A baggy green cap worn by the Australian cricket great Sir Donald Bradman has sold for $460,000 to an anonymous buyer at a Gold Coast auction.
Bradman wore the cap during the 1947-48 series against India – his final home Test series before retiring in 1948 with a career batting average of 99.94, earning him the reputation as cricket’s greatest batter.
Bradman gifted the cap to the Indian cricketer SW Sohoni during the series and it remained with his family for generations, never exhibited publicly.
It was sold on Monday afternoon by Lloyds Auctions.

Lee Hames, the chief operating officer of Lloyds Auctioneers and Valuers, called the cap a “holy grail of cricket” before the bidding commenced.
Hames said at the auction that Sohoni’s “dying wish was to have the cap return to Australian shores”.
“It has been hidden for 75 years, that’s over three generations under lock and key,” he said. “If you were a family member you were only allowed to look at it when you were 16 years old for five minutes.”
A spokesperson for Lloyds Auctions said the cap would now remain in Australia and “will be put on display at a prominent museum”.

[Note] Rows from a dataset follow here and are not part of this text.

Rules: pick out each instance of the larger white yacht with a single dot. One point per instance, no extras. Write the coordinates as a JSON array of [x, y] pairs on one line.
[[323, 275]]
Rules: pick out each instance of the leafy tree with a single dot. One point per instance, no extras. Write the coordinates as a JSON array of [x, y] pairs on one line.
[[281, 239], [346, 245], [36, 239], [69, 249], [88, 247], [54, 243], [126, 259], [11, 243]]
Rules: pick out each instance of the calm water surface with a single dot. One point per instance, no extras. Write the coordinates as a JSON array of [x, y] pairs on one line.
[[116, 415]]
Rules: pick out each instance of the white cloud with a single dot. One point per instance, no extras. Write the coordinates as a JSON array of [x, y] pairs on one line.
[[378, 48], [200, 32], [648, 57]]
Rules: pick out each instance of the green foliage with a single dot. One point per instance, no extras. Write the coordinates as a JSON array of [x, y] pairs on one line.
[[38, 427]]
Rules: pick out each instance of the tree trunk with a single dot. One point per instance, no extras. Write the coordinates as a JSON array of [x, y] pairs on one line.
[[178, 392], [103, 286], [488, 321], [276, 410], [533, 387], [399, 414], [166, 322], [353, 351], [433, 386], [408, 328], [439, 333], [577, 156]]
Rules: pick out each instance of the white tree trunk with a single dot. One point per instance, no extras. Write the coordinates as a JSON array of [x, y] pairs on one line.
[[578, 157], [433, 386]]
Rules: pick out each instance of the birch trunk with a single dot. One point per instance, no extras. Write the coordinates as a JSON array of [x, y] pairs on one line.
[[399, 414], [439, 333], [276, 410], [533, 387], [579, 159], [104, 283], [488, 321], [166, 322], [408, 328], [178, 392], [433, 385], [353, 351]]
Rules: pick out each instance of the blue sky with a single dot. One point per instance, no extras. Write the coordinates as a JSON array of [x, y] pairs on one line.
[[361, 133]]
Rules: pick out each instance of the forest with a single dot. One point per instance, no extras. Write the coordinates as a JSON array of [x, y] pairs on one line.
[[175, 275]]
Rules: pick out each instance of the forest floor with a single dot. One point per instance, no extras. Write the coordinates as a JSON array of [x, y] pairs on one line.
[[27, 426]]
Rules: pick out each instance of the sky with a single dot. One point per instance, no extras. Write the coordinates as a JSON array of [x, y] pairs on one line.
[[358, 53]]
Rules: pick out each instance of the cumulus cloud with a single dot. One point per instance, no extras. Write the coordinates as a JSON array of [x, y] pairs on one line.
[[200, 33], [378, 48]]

On the inside of the cap, the names “D.G. Bradman” and “S.W. Sohoni” are inscribed.
Bids for the baggy green started at $1, garnering significant interest from buyers in person and online from around Australia, India and the UK – ultimately selling for $460,000 before the addition of a 16.5% buyer’s premium.

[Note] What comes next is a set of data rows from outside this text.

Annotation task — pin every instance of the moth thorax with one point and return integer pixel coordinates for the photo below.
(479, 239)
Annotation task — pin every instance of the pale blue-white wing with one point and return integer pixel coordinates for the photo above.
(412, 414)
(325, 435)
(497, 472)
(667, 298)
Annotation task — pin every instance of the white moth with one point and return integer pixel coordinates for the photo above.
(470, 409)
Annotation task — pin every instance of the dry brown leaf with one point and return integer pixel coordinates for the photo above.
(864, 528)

“Cherished in the family collection ever since, this cap links you to Don Bradman’s invincible era and a memorable exchange with the Indian squad,” the cap’s auction description said.

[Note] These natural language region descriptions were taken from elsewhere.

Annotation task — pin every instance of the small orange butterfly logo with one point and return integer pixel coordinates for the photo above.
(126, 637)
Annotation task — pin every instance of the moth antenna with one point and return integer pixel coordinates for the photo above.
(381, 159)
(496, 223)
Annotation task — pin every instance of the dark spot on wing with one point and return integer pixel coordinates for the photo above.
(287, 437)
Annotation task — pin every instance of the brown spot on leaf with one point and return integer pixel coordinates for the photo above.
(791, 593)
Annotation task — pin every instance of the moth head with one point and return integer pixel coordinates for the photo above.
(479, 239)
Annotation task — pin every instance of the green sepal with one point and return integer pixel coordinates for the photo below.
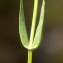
(38, 34)
(22, 27)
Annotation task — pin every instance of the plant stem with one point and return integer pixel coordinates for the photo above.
(29, 56)
(32, 30)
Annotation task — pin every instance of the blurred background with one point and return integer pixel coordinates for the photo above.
(51, 47)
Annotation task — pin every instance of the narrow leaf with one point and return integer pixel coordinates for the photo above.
(38, 34)
(22, 27)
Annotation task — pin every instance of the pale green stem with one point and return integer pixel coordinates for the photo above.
(32, 30)
(33, 22)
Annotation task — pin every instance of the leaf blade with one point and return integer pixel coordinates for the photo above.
(22, 27)
(38, 33)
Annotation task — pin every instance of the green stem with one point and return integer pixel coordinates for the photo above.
(32, 30)
(29, 56)
(33, 22)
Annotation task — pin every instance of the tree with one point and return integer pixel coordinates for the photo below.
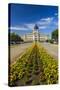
(15, 38)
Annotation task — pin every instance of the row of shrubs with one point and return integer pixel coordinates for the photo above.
(34, 67)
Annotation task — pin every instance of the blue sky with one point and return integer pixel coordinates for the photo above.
(24, 17)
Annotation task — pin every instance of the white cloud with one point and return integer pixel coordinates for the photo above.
(42, 23)
(42, 27)
(18, 28)
(45, 21)
(56, 14)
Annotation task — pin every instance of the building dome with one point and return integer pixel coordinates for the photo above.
(36, 27)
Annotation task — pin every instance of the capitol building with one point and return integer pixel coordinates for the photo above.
(35, 35)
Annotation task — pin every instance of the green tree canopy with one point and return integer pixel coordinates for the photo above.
(15, 37)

“Australia dominated, winning 4–0 with one match drawn … part of the post-World War II revival of international cricket.”
The series marked India’s first Test tour of Australia as an independent nation.

Hames said Bradman remains “one of Australia’s defining national figures”.
“A baggy green he personally gifted, carefully preserved by the same family for 75 years and still in remarkable condition, is a piece of history with genuine national importance and one rarely seen outside private hands.”
The baggy green is adorned with the Australian cricket coat of arms, with “1947-48” embroidered underneath.
There are 11 known Bradman baggy greens in existence – from an era when Test cricketers wore a different cap for each series, unlike modern Australian players.
Bradman’s first cap, from his 1928 debut season, sold for $450,000 in 2020. The baggy green he wore on his last tour, to England in 1948, went for $425,000 in 2003 – later resold for about $400,000 in 2008.
In 2024, his “sun faded and worn” baggy green sold at auction for $479,700 – a record high for a cap worn by Bradman.
The record price for a baggy green belongs to Shane Warne, which raised $1,007,500 for the Australian Red Cross bushfire appeal in 2020.